Nginx uses a special algorithm to find the proper location string to match the incoming request. The basic concept to remember is that conventional string directives are placed in one "bucket", and then regular expression strings are placed in another "bucket". Nginx will use the first regular expression match that it finds, when scanning the file from top to bottom. If no matching regular expression is found, nginx will look in its "conventional string" bucket, and try to find a match. In the case of the conventional string matches, the most specific match will be used, in other words, the one will be used that matches the greatest number of characters in the request path.

This is the foundation for nginx location processing, so always use these rules as a starting point for understanding location matching order. Nginx then provides various sub-types of location directives which modify this default behavior in a number of ways. This will be covered in the next section.

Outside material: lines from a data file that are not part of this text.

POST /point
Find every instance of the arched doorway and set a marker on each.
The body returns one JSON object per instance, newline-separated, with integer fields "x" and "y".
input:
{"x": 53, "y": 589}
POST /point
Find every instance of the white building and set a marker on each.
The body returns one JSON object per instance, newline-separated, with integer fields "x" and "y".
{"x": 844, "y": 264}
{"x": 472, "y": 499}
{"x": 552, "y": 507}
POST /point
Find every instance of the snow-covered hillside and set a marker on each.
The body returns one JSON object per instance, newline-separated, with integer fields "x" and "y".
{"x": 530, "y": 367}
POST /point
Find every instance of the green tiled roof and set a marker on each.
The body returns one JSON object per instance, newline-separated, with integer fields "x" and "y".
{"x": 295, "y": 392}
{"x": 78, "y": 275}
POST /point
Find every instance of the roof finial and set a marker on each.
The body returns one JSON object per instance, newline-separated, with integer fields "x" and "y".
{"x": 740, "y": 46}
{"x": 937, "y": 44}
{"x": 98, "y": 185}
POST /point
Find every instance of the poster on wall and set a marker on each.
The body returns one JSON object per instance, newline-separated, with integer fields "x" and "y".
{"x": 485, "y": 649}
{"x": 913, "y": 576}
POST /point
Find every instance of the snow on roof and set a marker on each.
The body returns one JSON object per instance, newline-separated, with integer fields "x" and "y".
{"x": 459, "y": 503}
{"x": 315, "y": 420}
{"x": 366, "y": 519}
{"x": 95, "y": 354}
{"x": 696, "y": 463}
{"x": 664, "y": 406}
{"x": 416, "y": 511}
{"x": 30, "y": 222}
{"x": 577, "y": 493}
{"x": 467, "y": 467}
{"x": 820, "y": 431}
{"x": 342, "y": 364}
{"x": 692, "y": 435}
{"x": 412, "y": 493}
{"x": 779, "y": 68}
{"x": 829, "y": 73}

Advanced Location Processing

Always use the location processing logic described in the previous section as the foundation for understanding how nginx finds a matching location directive, and then once you are comfortable with how this works, read about these more advanced directives and understand how they fit into nginx's overall logic.

= (equals) Location

One advanced location directive is the "=" location, which can be considered a variant of a "conventional string" directive. "=" directives are searched before all other directives, and if a match found, then the corresponding location block is used. A "=" location must the requested path exactly and completely. For example, the following location block will match only the request /foo/bar, but not /foo/bar/oni.html:

location = /foo/bar { deny all; }

~* (case-insensitive regex) Location

A "~*" regex match is just like a regular "~" regex match, except matches will be performed in a case-insensitive manner. "~*" location directives, being regex directives, fall into the regex "bucket" and are processed along other regex directives. This means that they are processed in the order they appear in your configuration file and the first match will be used -- assuming no "=" directives match.

^~ (short-circuit conventional string) Location

You may think that a "^~" location is a regex location, but it is not. It is a variant of a conventional string location. If you recall, nginx will search for conventional string matches by finding the most specific match. However, when you use a "^~" location, nginx behavior is modified. Imagine the way a conventional string match works. Nginx scans your configuration file, looking at each conventional string match from line 1 to the end of file, but it scans all conventional string matches to find the best match. Well, the "~^" location match short-circuits this process. If, in the process of scanning each conventional string match in the config file, nginx encounters a "^~" match that matches the current request path, then nginx will apply this match, and stop looking for the best match.

Ebuild Update Protocol

To work on a new version of the ebuild, perform the following steps.

First, temporarily set the following settings in /etc/make.conf:

NGINX_MODULES_HTTP="*"
NGINX_MODULES_MAIL="*"

This will enable all available modules for nginx.

Now, create a new version of the ebuild in your overlay, and look at all the modules listed at the top of the ebuild. Visit the URLs in the comments above each one and ensure that the latest versions of each are included. Now run ebuild nginx-x.y.ebuild clean install to ensure that all modules patch/build properly. Basic build testing is now complete.